Laura Snapes 

Kacey Musgraves: Middle of Nowhere review – weary, rootsy and wry, it’s her richest album since Golden Hour

After two underwhelming pop-leaning records, the country star gets back to basics on this sparsely produced gem filled with wit and hard-won lessons
  
  

Musician Kacey Musgraves stands by a red wall
Like a sigh of relief … Kacey Musgraves. Photograph: Kelly Christine Sutton

Kacey Musgraves’ seventh album feels like a sigh of relief. Since 2018’s prismatic country-pop marvel Golden Hour, the Texan has struggled to maintain a foothold in pop: 2021’s Star-Crossed wed overly high-concept breakup songs to indistinct music; 2024’s Deeper Well was a weak latte of coffee-shop folksiness and impersonal therapy speak. Middle of Nowhere sacks off all the pageantry. Subtly arranged, tinged with western swing and traditional Mexican music, the low-key sound gets back to Musgraves’ rural roots and makes a smart backdrop to these beautifully weary songs about reckoning with delusion: on the title track, Musgraves sounds gorgeously like Aimee Mann, master of the subject.

But her hooks still hit.

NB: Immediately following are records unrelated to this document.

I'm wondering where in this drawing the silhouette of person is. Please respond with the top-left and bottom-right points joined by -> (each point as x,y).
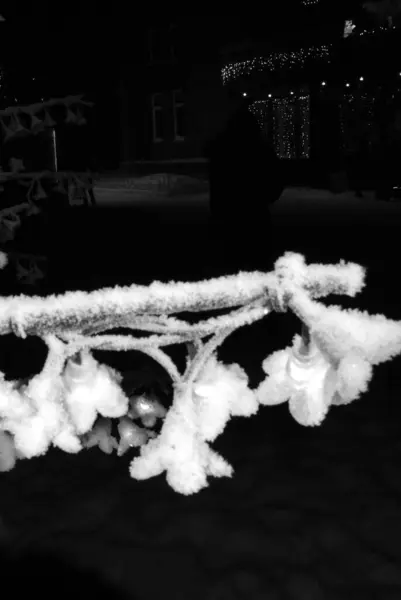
207,96 -> 284,272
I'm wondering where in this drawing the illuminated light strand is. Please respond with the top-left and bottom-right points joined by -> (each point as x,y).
250,94 -> 310,159
221,45 -> 331,85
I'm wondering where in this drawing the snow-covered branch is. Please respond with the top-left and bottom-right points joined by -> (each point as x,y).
0,252 -> 401,494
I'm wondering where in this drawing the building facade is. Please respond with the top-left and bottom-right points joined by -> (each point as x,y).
217,0 -> 401,183
120,17 -> 234,165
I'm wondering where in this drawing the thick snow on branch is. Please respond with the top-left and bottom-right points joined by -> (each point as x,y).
0,253 -> 364,336
0,252 -> 401,494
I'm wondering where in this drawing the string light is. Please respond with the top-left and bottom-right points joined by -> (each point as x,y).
343,21 -> 397,38
250,92 -> 310,159
221,45 -> 331,85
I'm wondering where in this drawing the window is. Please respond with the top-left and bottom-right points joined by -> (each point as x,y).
152,94 -> 166,143
149,27 -> 173,63
173,90 -> 185,141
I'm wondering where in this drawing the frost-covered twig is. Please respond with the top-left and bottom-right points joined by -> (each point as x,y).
0,253 -> 401,494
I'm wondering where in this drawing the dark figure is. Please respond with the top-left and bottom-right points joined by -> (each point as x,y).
348,138 -> 370,198
208,98 -> 284,272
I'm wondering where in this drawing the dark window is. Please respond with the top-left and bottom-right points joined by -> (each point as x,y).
152,94 -> 166,142
173,90 -> 186,140
149,27 -> 173,62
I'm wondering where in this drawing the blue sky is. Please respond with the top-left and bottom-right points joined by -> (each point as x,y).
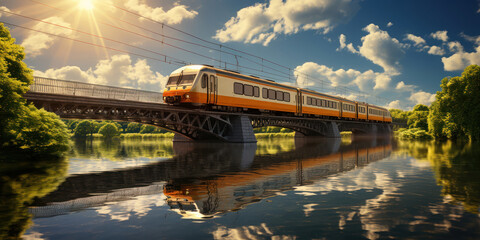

The warm, sparky I Believe in Ghosts feels made for tired stoics to kick it together on a dusty dancefloor; femcel anthem Dry Spell pairs an unwavering rhythmic canter with a thousand-yard stare as Musgraves rues “I’m so lonely with a capital H” – she means horny, a line that doesn’t work until you figure: maybe it’s been so long she can’t even remember the word. And the spartan arrangements let more of Musgraves’ conversational wit and side-eye shine through. The hopeful romance of Back on the Wagon, where a woman swears her busted man has changed, and the sweet pedal steel breeze of Loneliest Girl, where another insists she’s happy alone, are two sides of the same tenderly flipped coin: how many ways do we have to kid ourselves to get by? Horses and Divorces is country’s Girl, So Confusing: a reconciliatory – but raucous – duet with old foe Miranda Lambert that resounds with the lightness of letting go.